Self modifying code spacer instruction requirement (SETS/SETD)

ozpropdev · 2015-11-15 09:45

Formely titled : FPGA platforms exhibit different behaviour (SETS issue)
Hi All

I've been playing around with some video stuff and have found some weird differences
between the various FPGA builds.

I have built a NTSC driver for the Nano that has minimal impact on HUB usage.
The font data is stored in cog so all that is required is a ~800 bytes text buffer.

This driver works differently on the Nano/DE2 platforms compared to the P123-A7 platform.

On the Nano/DE2 build: (see ntsc_nano.jpg)
The characters are displayed in the incorrect position (offset by 1 - see picture).
The first character displayed is actually the last character in the line buffer.
Their also is a random artifact appearing on the first character.
Otherwise picture is stable and clear.

On the P123-A7 build: (see ntsc_p123.jpg)
The characters are displayed in the correct position but several positions are
displaying the wrong characters.
Image has lots of random artifacts which can be cleaned up by inserting a single NOP
in the approprite spot (see code)

I'm guessing their might some compile/timing differences between Cyclone IV and Cyclone V.
I suspected my code (and still do) but getting two totally different results on different
platforms has got the old brain foggy again.

Any ideas?

P.S. You may notice a row of '*' and '?' missing.
These are flashing characters and I missed timed taking the picture.

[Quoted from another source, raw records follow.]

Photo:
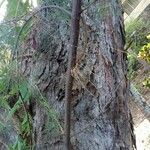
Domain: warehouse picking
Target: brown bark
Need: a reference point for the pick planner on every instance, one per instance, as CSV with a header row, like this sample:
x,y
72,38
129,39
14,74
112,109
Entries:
x,y
101,118
75,21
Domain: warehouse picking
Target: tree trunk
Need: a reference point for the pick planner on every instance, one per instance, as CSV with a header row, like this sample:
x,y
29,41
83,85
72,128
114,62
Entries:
x,y
100,117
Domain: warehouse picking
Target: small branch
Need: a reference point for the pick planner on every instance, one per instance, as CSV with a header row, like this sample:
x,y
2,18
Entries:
x,y
139,100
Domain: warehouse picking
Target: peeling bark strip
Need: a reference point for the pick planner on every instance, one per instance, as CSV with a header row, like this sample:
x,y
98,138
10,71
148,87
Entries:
x,y
76,12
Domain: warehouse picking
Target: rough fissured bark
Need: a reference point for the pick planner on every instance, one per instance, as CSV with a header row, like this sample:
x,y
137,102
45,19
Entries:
x,y
101,118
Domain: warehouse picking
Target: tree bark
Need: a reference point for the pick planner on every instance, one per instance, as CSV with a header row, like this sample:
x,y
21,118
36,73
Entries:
x,y
101,119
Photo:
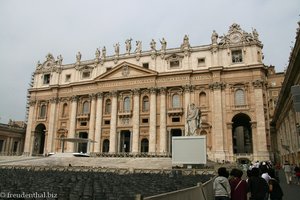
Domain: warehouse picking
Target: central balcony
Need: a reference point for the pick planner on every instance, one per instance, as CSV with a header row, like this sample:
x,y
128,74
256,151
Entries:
x,y
175,111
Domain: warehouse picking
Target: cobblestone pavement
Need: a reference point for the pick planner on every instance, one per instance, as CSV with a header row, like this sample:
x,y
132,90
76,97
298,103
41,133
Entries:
x,y
136,163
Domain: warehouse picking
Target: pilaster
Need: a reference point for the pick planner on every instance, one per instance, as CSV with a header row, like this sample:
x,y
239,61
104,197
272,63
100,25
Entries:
x,y
70,145
98,128
152,128
135,120
113,123
163,121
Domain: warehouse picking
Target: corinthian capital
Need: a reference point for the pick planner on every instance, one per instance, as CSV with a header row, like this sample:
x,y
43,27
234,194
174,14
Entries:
x,y
136,91
258,83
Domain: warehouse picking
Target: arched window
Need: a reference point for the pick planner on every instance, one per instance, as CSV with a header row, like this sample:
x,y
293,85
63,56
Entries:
x,y
175,101
202,98
65,110
43,111
107,106
239,97
85,107
145,107
126,104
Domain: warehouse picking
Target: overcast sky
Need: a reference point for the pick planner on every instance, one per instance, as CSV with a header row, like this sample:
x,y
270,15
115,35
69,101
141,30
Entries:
x,y
29,29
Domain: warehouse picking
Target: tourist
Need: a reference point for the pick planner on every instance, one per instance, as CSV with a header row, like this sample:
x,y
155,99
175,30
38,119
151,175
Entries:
x,y
238,185
288,172
257,186
297,174
221,185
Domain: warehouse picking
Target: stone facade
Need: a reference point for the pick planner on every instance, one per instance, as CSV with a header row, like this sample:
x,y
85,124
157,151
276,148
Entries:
x,y
285,124
12,137
135,102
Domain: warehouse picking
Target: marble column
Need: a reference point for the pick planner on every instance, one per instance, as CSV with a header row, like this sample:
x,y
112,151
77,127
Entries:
x,y
152,128
72,129
113,123
92,122
218,131
98,130
261,148
136,121
51,126
163,121
187,101
29,131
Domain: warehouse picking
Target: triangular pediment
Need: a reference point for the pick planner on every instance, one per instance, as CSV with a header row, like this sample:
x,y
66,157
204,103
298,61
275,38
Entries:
x,y
126,70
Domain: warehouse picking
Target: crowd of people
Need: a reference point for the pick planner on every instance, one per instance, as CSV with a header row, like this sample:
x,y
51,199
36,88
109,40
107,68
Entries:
x,y
260,183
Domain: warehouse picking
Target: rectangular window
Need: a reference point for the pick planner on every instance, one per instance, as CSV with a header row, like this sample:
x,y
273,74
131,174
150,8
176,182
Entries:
x,y
86,74
1,145
83,123
175,119
146,65
237,56
15,147
174,64
201,62
68,78
145,120
46,79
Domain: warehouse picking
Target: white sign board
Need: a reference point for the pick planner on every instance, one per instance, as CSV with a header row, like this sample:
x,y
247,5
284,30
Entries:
x,y
189,150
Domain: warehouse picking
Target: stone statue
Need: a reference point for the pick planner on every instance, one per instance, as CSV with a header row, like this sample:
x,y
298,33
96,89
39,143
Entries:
x,y
138,48
163,44
186,42
38,65
59,60
78,56
117,49
97,53
128,45
193,119
104,52
153,45
214,37
255,35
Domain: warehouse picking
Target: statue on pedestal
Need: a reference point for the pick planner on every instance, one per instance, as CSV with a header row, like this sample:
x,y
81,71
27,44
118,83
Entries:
x,y
193,119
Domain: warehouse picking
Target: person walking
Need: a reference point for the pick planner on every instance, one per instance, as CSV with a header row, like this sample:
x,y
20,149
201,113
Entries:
x,y
257,186
288,172
221,185
275,190
238,186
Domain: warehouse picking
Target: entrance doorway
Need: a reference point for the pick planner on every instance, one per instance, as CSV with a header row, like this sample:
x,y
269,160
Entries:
x,y
125,141
105,147
144,145
39,140
174,133
82,147
241,134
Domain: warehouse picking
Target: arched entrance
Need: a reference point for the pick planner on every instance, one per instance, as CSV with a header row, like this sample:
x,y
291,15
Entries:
x,y
39,139
125,141
144,145
105,147
241,134
82,147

LoopyByteloose · 2015-11-15 10:51

Quartus II is a rather huge application. And the Cyclone IV and Cyclone V do indeed have generational differences that may explain some of this.

At the core of the question is 'What exactly is Altera providing?". Altera is unlikely to enter into any discussion unless you are a business and have at least the potential to buy a licensed version of Quartus II for about $3000USD.

So the comunity of free users is pretty much left in the dark and can only speculate.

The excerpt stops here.